雪乃紗衣 彩雲国物語―想いは遥かなる茶都へ

 研修期間が終了し、茶牧として政に携わることとなった秀麗と影月。それを好ましく思っていない茶一族が妨害の手を伸ばす。旅の途中、秀麗はほかのメンバと別れ別れになり、隊商にまぎれて関門を通過することを選択した。黄奇人の印の効力もあって、無事対象に紛れ込んだ秀麗。その隊商を率いるのは、御気楽な二代目の若様で、商業連合が紹介する以前に秀麗と顔見知りになっていた青年だった。秀麗は無事茶州にたどり着けるのか。そして残りのメンバも怪我をせずに到着できるのか・・・。
  彩雲国物語第4弾です。ここまで順調に読み進めてきましたが、やはり十二国記には及ばないかな、というのが正直な感想。しかし、これがデビュー作であることですし、さほど厳しい目で見なくてもいいとも思っています。
 今回のメインはお茶です。少しずつ生活が表されてきているでしょうか。色分けされているはずなのに茶州だからお茶が名産というのはありですかそうですか。燕青はいい男だな、と思う一方、似た境遇のはずの静蘭が少し子供っぽく見えてしまいます。それも、燕青あってのことらしいので、さすがは燕青と言っておきましょう。こめつきバッタ呼ばわりですが、それも気にしない。大きな男ですね。
 香鈴は何歳だったかな、と早くも思い出せない設定が出てきました。まず間違いなく影月よりは年上のはずですが、次第に惹かれつつある姿はかわいらしいです。登場人物ほとんどか過酷な人生を乗り越えてきており、それでもたくましく生きているのですが、年齢よりは大人じみています。秀麗に恩返しをしようとする香鈴ですが、ようやく子供らしい姿が見えます。あまり早く大人にならなくても良いのだよ、と言ってあげる大人はいません。それだけ、世界は過酷なのでしょう。だから、無関係な神の視点から見ている読者として、そういってあげたい気分です。
 官吏になることに全精力をつぎ込んできた秀麗ですが、ようやく恋に目覚めそうな雰囲気です。見守っているつもりの彼はどこまでその気持ちを抑えることができるでしょうか。茶州に到着し、これから州牧としてさらに実力を問われることになるであろう秀麗と影月ですが、少しは潤いのある人生を歩んで欲しいかも、と思ってしまいます。もう一人浮世離れした彼がどうかかわるかも少し楽しみ。

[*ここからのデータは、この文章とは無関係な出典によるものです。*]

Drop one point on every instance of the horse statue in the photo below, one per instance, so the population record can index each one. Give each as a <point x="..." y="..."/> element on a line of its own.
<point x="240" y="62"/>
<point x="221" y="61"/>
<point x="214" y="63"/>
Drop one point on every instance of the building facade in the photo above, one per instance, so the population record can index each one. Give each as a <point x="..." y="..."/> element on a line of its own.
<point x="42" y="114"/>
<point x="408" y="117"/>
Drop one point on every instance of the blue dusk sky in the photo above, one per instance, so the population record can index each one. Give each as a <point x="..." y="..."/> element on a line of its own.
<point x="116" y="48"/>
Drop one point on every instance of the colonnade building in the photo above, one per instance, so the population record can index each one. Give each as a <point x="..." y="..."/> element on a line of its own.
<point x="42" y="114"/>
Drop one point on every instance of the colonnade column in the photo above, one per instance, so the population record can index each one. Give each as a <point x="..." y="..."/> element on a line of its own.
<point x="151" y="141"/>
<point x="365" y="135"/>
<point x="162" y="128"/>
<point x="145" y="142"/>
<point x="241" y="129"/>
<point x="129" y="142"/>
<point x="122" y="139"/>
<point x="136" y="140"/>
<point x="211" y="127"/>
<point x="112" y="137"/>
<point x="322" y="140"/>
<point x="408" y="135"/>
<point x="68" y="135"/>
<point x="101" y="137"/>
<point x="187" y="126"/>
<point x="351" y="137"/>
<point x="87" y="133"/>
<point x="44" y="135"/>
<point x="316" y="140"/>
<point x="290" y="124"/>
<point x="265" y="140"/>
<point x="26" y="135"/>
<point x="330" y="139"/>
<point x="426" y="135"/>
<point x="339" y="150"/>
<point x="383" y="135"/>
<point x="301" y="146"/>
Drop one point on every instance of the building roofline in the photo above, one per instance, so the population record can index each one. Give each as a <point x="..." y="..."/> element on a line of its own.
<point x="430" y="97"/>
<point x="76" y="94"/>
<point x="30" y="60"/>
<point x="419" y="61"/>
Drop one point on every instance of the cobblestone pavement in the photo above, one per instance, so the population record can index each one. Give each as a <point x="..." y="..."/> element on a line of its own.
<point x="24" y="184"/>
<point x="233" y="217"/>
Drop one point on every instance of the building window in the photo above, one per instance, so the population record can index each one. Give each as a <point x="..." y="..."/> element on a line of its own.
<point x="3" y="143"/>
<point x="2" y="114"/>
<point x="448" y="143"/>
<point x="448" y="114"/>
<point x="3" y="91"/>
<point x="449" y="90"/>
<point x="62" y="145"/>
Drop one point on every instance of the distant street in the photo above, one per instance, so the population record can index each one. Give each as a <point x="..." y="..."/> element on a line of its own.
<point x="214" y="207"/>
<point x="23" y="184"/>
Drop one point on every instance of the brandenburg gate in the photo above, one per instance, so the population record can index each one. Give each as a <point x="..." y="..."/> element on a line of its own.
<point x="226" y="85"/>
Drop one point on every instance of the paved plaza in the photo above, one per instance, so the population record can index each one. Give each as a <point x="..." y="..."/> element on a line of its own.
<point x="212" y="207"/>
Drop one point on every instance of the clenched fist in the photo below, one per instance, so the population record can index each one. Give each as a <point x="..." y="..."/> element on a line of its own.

 ところで、見た目は十人並みなのになぜか男前にもてるという話をどこかでたくさん読んだような気がして、もやもやしていましたが、わかりました。漫画家マリナです。そういえばあのシリーズは途中で立ち消えてしまったなあ。としみじみ。このシリーズはぜひ完結させてもらいたい、と思います。